During the past Italian Presidency, the focus was on comparing the activities of the highest national administrative courts. However, under Finland's Presidency, the focus will shift to the dialogue between the Supreme Administrative Courts and the Court of Justice of the European Union (CJEU), as well as the national effects of the judgments of the European Court of Human Rights (ECtHR). According to Kari Kuusiniemi, President of the Supreme Administrative Court, the viewpoint is moving from a horizontal to a vertical perspective.

One of the main themes during the Presidency will be the analysis of national court rulings in relation to the case-law of the CJEU and the ECtHR. The Presidency will emphasize the importance of preliminary ruling procedures before national courts, such as the consideration of a reference for a preliminary ruling and the enforcement of a ruling.

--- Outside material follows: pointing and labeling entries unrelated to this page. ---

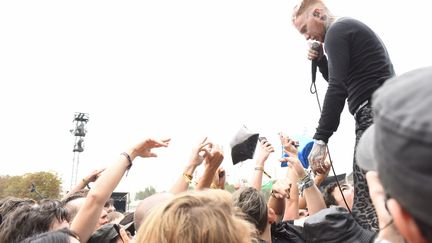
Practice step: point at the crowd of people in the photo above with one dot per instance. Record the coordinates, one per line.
(389, 200)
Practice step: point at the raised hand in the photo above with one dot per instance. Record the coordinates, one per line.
(314, 54)
(281, 189)
(144, 149)
(199, 153)
(92, 177)
(317, 156)
(264, 152)
(295, 164)
(214, 156)
(289, 145)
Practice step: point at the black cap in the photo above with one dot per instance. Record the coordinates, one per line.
(243, 145)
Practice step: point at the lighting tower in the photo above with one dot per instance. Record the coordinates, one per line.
(80, 120)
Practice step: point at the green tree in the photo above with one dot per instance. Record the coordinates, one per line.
(146, 193)
(46, 185)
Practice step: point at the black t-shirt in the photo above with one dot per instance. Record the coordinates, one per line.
(357, 64)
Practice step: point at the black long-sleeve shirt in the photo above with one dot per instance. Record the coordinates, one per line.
(358, 63)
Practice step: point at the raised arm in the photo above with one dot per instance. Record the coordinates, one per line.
(85, 221)
(265, 150)
(213, 160)
(314, 199)
(197, 157)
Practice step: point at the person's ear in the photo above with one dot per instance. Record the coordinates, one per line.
(404, 222)
(271, 216)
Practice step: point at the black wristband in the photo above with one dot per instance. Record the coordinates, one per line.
(129, 160)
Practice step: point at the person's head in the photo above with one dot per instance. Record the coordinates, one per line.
(253, 204)
(30, 220)
(109, 206)
(197, 216)
(398, 146)
(333, 196)
(59, 236)
(145, 206)
(114, 217)
(311, 18)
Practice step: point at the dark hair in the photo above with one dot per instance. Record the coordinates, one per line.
(129, 217)
(10, 204)
(30, 220)
(425, 229)
(328, 194)
(58, 236)
(253, 205)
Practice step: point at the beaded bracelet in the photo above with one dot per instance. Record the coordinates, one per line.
(129, 160)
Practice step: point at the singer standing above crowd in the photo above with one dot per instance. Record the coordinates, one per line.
(355, 64)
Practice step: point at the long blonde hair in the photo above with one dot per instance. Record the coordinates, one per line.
(197, 217)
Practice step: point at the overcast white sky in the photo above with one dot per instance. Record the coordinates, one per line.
(180, 69)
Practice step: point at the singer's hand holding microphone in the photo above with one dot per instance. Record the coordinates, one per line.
(315, 51)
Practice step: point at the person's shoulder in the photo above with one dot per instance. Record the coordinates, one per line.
(286, 230)
(346, 23)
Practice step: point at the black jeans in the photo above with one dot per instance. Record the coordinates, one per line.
(363, 209)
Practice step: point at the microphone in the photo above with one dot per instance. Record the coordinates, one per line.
(316, 47)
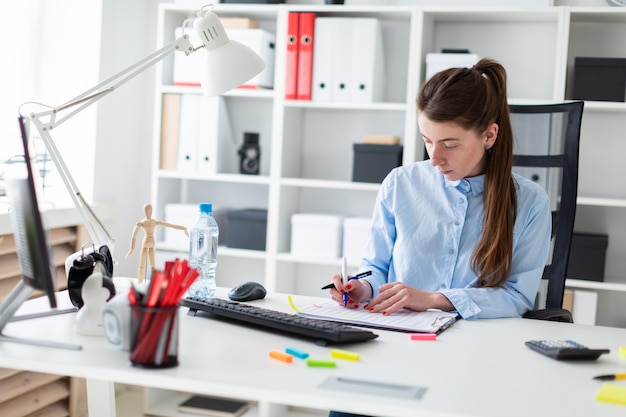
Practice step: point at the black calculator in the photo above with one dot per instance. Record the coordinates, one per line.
(565, 349)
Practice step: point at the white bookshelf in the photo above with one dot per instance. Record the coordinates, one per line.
(306, 146)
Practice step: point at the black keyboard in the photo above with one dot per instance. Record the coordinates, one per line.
(324, 332)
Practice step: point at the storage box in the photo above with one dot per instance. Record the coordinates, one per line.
(436, 62)
(355, 234)
(587, 256)
(600, 79)
(316, 235)
(372, 163)
(247, 228)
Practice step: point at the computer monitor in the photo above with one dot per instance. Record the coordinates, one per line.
(33, 248)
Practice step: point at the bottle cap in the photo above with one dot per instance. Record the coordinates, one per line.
(206, 207)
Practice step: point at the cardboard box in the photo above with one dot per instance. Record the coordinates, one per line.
(316, 235)
(247, 228)
(600, 79)
(587, 256)
(355, 234)
(372, 162)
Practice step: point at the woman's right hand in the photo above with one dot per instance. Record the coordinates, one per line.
(358, 291)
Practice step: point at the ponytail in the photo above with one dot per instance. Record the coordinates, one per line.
(474, 98)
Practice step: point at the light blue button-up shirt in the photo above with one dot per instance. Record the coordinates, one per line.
(424, 231)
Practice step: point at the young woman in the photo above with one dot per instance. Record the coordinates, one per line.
(460, 231)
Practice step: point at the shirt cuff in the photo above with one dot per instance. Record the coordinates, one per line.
(463, 304)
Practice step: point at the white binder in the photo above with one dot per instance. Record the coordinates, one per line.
(322, 59)
(208, 135)
(343, 54)
(368, 64)
(188, 131)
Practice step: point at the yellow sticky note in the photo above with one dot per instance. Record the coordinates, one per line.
(612, 394)
(344, 354)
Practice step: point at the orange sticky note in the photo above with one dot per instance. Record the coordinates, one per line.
(281, 356)
(612, 394)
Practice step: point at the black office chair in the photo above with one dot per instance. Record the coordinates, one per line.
(546, 151)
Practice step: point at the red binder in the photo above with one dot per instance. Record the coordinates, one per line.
(305, 55)
(291, 72)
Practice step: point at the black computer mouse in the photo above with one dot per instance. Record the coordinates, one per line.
(247, 292)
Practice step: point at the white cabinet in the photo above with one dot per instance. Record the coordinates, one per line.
(307, 146)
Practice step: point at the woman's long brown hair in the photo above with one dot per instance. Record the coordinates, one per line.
(474, 98)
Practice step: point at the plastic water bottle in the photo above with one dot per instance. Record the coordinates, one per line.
(203, 240)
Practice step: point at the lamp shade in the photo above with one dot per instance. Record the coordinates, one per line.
(226, 64)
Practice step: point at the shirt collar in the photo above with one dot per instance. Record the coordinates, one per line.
(468, 186)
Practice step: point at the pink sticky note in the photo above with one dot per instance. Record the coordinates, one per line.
(423, 336)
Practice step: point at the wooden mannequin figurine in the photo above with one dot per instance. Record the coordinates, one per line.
(147, 247)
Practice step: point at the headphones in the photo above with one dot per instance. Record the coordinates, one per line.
(83, 266)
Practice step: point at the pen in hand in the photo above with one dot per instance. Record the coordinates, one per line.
(357, 276)
(344, 278)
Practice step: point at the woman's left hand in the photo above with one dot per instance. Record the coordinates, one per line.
(397, 295)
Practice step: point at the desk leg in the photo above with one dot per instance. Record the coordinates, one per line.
(100, 398)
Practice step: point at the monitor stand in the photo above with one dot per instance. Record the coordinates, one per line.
(9, 306)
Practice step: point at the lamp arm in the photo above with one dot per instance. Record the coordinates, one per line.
(95, 227)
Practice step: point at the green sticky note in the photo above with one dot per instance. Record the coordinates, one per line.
(612, 394)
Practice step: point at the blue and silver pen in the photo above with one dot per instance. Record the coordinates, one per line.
(345, 278)
(357, 276)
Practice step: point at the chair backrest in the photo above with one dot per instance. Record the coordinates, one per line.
(546, 151)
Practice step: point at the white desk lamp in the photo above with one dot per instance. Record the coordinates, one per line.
(227, 64)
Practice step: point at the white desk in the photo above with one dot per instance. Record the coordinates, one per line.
(479, 368)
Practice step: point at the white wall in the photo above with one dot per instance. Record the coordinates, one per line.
(124, 133)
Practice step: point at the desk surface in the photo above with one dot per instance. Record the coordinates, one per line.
(475, 368)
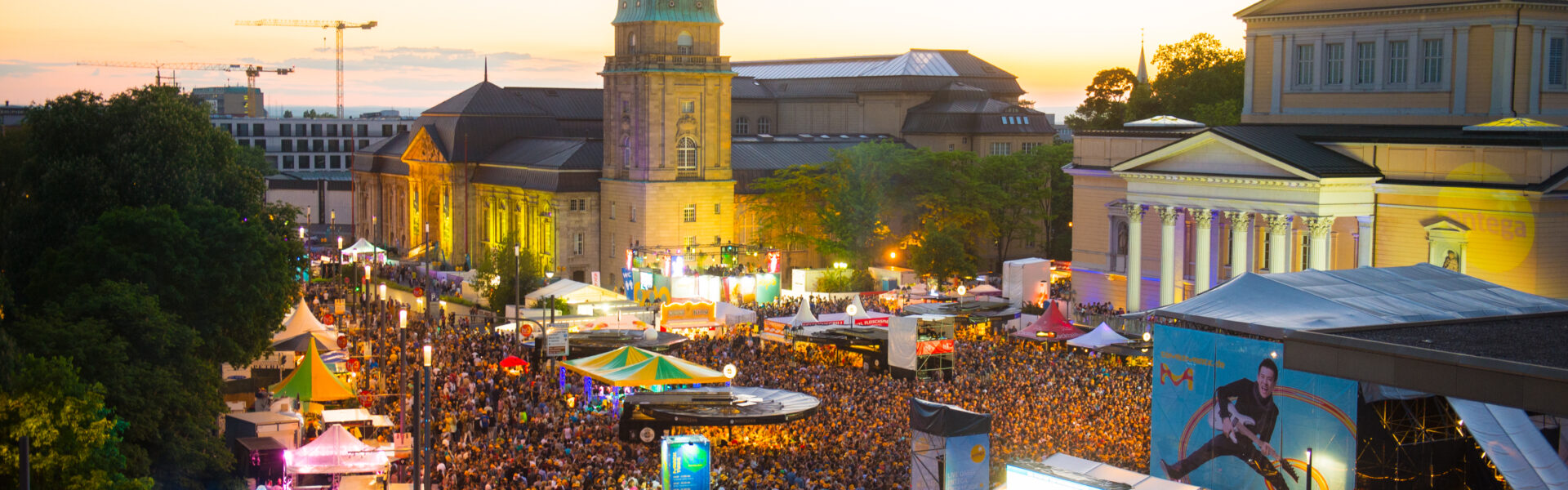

In addition to analyzing the relationship between national courts and supranational law, the Presidency will examine the national constitution's impact on each country's supreme court's decisions. The goal is to assess whether the Constitution has the same interpretative effect as EU directives.

Founded in 2001, ACA-Europe includes supreme courts from 34 European countries, the United Kingdom, Norway, and Switzerland as guests, and Albania, Montenegro, Serbia, and Turkey as observers in administrative justice matters. The Association promotes understanding of EU law and the functioning of other administrative courts in Europe within their jurisdiction. Its activities involve organizing seminars, conducting research on case-law, maintaining a public database of member court decisions related to EU law, and facilitating the exchange of judges. The Association's secretariat is located in Brussels, Belgium.

With the beginning of the Finnish-Swedish presidency, there is great anticipation for the series of seminars that will take place across various European cities over the next two years. The first seminar, hosted by the Swedish Supreme Administrative Court in Stockholm from October 9 to 10, will focus on how the national administrative courts deal with the preliminary rulings system of the European Court of Justice.

The Finnish-Swedish presidency is expected to bring a new dynamic to ACA-Europe's operations, promoting greater understanding of the EU law, enhancing collaboration between national supreme administrative courts, and upholding the European rule of law.